MPR’s method of estimating the ideal points of contributors is a simple yet powerful tool. Nonetheless, its reliance on DW-NOMINATE scores limits which contributors and candidates can be included in the model as well as what we can take away from the results. Notably, it excludes contributions to unsuccessful candidates that never hold office and compile a voting record.
The Iterated Money-Weighted Averaging (IMWA) procedure takes the MPR procedure a few steps further. If we can estimate the ideological positions of contributors based on the ideology of the recipient candidates, there is no reason why we cannot simply flip the procedure on its head and recover ideological estimates of candidates based on the ideology of their financial supporters. This results in a more inclusive ideological map of campaign finance that is not reliant ideological scores of candidates recovered from voting records.
The algorithm is as follows:
1) Set the ideal points of all Republicans candidates to 1, Democrats to -1, and independents to 0.
2) Estimate contributor coordinates as a function of the money weighted averages of their contributions.
3) Estimate legislator coordinates as a function of the money weighted averages of their contributors.
4) Normalize legislators to have a mean of 0 and a standard deviation of 1.
5) Go to step 2; repeat until convergence.
To illustrate, I include results from a scaling of the 2008 Election cycle that uses data from all individuals and PACs that contributed to two or more unique candidates. The figure above compare the ideological distributions of lobbyists, an important category of individual contributors, first derived from the partisan measure and then from the IMWA measure.
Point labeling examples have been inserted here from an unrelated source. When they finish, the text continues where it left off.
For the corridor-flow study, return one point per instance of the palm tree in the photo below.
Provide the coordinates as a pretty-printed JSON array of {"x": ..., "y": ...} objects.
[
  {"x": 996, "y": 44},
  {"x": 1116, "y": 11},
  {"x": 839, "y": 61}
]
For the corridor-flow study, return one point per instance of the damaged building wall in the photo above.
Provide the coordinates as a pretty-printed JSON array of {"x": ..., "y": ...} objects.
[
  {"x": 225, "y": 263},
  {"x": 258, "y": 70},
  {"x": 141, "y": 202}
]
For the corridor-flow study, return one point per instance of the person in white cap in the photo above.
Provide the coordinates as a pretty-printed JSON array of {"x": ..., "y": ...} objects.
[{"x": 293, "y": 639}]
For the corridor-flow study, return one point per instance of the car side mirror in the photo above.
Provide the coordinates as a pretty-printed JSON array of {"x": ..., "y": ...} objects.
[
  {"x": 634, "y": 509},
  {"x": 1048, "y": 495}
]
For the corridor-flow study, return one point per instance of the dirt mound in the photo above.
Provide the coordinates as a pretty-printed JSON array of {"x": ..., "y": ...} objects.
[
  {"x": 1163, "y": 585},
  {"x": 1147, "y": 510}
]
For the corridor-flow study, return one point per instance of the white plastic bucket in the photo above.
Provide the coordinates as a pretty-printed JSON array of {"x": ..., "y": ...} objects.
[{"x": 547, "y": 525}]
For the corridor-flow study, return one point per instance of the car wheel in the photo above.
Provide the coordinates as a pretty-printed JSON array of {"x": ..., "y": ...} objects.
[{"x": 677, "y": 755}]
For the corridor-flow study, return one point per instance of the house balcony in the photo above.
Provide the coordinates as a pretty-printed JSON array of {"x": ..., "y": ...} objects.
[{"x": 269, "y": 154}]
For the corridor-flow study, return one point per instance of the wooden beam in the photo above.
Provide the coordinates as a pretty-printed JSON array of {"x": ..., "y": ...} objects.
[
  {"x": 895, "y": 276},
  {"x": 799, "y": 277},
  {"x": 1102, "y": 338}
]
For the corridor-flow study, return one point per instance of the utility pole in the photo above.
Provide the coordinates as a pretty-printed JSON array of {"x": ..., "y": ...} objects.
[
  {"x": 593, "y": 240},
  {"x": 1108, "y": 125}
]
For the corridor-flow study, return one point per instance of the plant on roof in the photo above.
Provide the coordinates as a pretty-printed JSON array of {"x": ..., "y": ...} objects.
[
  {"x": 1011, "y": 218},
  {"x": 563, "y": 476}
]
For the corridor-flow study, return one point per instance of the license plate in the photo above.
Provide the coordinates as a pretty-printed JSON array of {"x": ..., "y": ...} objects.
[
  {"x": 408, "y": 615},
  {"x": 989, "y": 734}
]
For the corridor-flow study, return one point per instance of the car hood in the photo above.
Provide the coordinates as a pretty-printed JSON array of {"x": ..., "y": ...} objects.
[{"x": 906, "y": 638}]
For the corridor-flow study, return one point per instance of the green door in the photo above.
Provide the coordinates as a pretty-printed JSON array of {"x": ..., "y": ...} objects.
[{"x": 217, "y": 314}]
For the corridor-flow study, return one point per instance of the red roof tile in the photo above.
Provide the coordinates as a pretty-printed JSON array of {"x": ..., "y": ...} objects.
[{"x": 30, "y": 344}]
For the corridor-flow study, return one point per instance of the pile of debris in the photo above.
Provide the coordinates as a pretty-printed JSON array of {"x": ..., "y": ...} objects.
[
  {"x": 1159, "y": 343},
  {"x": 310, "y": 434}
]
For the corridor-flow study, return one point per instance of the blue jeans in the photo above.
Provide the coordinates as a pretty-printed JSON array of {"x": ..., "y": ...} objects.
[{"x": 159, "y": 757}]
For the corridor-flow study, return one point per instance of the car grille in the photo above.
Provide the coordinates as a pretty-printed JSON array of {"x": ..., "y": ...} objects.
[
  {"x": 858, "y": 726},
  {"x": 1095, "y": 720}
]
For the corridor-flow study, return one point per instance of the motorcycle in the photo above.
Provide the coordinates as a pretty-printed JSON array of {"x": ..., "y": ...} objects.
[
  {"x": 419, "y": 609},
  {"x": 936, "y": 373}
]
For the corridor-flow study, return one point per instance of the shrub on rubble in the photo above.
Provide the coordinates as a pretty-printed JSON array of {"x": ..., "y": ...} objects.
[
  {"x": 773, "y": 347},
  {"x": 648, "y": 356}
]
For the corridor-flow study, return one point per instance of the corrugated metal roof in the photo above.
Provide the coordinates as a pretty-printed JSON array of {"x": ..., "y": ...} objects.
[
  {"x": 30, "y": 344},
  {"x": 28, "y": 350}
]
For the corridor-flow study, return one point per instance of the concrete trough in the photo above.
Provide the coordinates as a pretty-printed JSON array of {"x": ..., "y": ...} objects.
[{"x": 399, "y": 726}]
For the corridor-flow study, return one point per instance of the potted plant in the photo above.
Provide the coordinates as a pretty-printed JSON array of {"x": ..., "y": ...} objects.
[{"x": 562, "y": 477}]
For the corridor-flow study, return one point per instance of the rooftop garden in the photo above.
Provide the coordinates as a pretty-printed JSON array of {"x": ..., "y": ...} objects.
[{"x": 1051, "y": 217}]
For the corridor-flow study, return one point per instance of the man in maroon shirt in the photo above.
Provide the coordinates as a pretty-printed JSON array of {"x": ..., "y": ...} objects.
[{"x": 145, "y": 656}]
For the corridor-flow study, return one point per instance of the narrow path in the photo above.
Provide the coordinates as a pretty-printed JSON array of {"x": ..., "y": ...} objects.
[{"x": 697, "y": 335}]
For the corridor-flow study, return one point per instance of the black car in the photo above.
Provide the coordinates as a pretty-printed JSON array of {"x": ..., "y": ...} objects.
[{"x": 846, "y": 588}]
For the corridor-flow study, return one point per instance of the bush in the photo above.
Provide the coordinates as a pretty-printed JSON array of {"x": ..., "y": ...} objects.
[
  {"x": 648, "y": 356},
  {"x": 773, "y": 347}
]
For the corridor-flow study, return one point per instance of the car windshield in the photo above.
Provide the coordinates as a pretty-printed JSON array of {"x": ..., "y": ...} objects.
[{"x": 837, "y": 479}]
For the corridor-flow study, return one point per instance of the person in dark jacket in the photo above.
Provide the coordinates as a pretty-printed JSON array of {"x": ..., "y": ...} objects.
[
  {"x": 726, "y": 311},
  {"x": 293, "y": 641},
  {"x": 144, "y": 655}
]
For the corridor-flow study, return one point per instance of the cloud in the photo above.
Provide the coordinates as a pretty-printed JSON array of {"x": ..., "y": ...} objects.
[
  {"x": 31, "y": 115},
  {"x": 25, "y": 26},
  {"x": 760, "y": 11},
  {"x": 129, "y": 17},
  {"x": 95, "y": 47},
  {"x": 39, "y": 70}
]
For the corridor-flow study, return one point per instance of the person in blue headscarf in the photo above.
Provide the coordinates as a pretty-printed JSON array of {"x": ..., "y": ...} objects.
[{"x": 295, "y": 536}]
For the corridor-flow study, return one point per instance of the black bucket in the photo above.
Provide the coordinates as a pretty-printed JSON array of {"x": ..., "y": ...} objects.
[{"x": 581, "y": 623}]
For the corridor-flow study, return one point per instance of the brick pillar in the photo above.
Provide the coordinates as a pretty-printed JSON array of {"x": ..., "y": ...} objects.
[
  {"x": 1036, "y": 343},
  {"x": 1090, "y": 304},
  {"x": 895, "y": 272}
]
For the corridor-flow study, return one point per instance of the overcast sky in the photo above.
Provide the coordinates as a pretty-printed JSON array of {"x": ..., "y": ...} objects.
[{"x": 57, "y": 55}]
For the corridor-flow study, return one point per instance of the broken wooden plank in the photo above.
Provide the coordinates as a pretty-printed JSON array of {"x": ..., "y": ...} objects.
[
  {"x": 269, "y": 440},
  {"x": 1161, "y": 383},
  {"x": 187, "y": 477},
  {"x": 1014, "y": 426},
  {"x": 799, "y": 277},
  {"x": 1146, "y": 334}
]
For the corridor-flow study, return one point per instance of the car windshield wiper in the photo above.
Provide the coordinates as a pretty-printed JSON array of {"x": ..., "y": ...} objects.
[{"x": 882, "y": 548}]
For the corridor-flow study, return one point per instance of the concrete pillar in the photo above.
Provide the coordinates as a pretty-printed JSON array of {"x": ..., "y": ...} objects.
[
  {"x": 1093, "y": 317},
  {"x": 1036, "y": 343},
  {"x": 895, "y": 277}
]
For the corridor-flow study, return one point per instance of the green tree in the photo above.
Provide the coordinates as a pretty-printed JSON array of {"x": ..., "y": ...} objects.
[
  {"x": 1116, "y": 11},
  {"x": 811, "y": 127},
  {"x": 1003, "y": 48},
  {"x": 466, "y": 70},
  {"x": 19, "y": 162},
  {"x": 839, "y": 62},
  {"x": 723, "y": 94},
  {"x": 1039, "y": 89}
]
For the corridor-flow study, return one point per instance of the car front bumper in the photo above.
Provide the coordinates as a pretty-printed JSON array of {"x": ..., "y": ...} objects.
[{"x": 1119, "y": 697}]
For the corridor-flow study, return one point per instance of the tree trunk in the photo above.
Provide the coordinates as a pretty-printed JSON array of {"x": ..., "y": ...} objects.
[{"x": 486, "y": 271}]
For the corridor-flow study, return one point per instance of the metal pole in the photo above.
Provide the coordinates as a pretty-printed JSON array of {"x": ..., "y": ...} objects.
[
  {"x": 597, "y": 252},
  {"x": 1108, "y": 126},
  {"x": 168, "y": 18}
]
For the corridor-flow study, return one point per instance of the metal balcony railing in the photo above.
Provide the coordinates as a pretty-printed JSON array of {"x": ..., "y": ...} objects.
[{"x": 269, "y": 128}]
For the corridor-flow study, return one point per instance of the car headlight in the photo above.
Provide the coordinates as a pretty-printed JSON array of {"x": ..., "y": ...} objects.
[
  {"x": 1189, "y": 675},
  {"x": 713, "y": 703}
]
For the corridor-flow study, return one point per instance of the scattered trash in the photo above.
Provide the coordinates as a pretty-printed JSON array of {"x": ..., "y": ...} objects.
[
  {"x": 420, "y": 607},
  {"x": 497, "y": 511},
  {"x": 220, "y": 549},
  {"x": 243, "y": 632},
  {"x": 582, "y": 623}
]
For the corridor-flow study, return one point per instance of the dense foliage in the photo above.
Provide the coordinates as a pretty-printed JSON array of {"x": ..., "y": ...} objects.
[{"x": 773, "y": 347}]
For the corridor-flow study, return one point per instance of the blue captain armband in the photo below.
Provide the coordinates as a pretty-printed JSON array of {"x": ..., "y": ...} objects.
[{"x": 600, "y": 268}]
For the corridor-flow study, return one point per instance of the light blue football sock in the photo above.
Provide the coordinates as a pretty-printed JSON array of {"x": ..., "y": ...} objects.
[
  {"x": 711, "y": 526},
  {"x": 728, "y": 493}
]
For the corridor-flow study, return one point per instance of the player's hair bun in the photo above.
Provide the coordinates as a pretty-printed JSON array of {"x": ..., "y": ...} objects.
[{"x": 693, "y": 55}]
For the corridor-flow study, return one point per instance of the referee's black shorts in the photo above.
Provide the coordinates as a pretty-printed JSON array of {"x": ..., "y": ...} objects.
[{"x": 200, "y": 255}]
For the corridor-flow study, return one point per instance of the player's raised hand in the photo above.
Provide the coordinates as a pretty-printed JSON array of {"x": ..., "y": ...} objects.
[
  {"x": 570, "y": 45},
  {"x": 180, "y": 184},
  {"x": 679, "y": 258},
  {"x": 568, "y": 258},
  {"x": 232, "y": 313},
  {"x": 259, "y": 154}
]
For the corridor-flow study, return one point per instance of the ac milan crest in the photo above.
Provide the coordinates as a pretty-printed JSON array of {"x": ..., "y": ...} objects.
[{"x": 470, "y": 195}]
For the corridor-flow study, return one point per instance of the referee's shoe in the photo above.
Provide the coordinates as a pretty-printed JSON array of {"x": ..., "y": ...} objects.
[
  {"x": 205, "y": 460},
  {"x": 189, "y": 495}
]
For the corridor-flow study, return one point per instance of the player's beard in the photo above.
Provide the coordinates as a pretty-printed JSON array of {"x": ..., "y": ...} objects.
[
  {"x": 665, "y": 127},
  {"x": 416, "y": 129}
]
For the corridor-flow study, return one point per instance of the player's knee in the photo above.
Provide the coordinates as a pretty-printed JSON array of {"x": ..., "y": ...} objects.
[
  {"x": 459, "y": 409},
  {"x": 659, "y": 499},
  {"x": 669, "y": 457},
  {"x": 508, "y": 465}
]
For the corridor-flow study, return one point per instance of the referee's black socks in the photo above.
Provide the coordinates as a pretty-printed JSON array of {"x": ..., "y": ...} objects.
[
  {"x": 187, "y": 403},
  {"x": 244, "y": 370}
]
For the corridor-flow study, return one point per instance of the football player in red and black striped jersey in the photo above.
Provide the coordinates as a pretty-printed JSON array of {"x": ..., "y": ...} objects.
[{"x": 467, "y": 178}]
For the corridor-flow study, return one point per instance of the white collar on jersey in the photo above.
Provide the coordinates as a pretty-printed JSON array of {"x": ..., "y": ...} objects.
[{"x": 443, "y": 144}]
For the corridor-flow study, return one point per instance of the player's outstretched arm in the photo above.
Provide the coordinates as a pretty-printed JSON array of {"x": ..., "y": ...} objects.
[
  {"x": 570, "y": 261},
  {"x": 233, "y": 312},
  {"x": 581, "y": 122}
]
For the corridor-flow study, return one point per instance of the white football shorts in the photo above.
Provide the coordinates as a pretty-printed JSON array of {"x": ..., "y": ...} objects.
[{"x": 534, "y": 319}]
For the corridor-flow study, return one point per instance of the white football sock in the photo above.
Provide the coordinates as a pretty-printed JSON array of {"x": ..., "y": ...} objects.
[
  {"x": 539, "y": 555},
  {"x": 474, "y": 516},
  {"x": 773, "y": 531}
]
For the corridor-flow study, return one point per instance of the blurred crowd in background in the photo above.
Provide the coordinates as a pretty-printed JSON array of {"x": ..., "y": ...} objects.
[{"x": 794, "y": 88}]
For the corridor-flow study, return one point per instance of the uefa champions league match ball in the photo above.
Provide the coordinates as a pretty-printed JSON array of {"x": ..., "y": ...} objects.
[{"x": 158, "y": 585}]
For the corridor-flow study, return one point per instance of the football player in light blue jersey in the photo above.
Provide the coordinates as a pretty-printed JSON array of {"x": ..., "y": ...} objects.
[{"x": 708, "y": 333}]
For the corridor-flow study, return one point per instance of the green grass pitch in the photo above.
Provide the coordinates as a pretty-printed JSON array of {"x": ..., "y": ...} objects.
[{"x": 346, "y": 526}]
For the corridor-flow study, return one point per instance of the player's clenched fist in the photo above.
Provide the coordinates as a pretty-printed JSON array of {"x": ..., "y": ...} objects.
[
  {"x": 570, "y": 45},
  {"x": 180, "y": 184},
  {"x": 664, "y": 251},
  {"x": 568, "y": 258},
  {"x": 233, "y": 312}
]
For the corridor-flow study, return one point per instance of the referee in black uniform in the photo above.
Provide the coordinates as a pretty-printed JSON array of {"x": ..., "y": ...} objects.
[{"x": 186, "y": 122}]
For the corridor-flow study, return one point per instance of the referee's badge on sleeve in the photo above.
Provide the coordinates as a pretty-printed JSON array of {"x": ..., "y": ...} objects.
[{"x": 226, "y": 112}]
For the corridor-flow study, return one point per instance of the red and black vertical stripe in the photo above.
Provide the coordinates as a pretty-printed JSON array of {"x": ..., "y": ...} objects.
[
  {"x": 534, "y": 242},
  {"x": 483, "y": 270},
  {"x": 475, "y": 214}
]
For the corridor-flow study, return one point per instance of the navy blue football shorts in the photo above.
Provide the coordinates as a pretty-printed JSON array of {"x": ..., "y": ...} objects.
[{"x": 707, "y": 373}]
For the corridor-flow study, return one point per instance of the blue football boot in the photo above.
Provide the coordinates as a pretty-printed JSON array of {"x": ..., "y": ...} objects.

The partisan measure lumps most lobbyists at either 0 or 1, representing the preponderance of partisans lobbyists that give exclusively to Democrats or exclusively to Republicans.
The IMWA estimates provide a much more fleshed-out portrayal that should lead to more informed inferences. For example, while lobbyists are clearly polarized, the IMWA distribution reveals that lobbyists are not as polarized as the partisan measure suggests. In fact, lobbyists are one of the least polarized industries. It also appears to be the case that liberal lobbyists are more dispersed than their conservative counterparts on K Street. In other words, the IWMA estimates are better able to account for something that is painfully obvious to anyone who follows politics, that ideology is not uniform across members of the same party or their supporters and that it is possible for one party to be more dispersed than the other.
The “no frills” IMWA method is not the only way to construct an ideological map of campaign finance. There are plenty of alternative approaches, most some slight variation on correspondence analysis, although more sophisticated statistical methods exist as well. The take-away is that no matter how one slices it, campaign finance data is rich in ideological content waiting to be unlocked and explored.